Structural and Mechanistic Implications of Metal Binding in the Small Heat-shock Protein αB-crystallin

The human small heat-shock protein alpha B-crystallin (alpha B) rescues misfolded proteins from irreversible aggregation during cellular stress. Binding of Cu(II) was shown to modulate the oligomeric architecture and the chaperone activity of alpha B. However, the mechanistic basis of this stimulation is so far not understood. We provide here first structural insights into this Cu(II)-mediated modulation of chaperone function using NMR spectroscopy and other biophysical approaches. We show that the alpha-crystallin domain is the elementary Cu(II)-binding unit specifically coordinating one Cu(II) ion with picomolar binding affinity. Putative Cu(II) ligands are His(83), His(104), His(111), and Asp(109) at the dimer interface. These loop residues are conserved among different metazoans, but also for human alpha A-crystallin, HSP20, and HSP27. The involvement of Asp109 has direct implications for dimer stability, because this residue forms a salt bridge with the disease-related Arg(120) of the neighboring monomer. Furthermore, we observe structural reorganization of strands beta 2-beta 3 triggered by Cu(II) binding.
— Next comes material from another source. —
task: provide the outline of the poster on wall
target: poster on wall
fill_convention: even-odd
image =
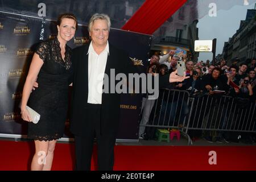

This N-terminal region is known to mediate both the intermolecular arrangement in alpha B oligomers and the binding of client proteins. In the presence of Cu(II), the size and the heterogeneity of alpha B multimers are increased. Atthesametime, Cu(II) increases the chaperone activity of alpha B toward the lens-specific protein beta(L)-crystallin. We therefore suggest that Cu(II) binding unblocks potential client binding sites and alters quaternary dynamics of both the dimeric building block as well as the higher order assemblies of alpha B.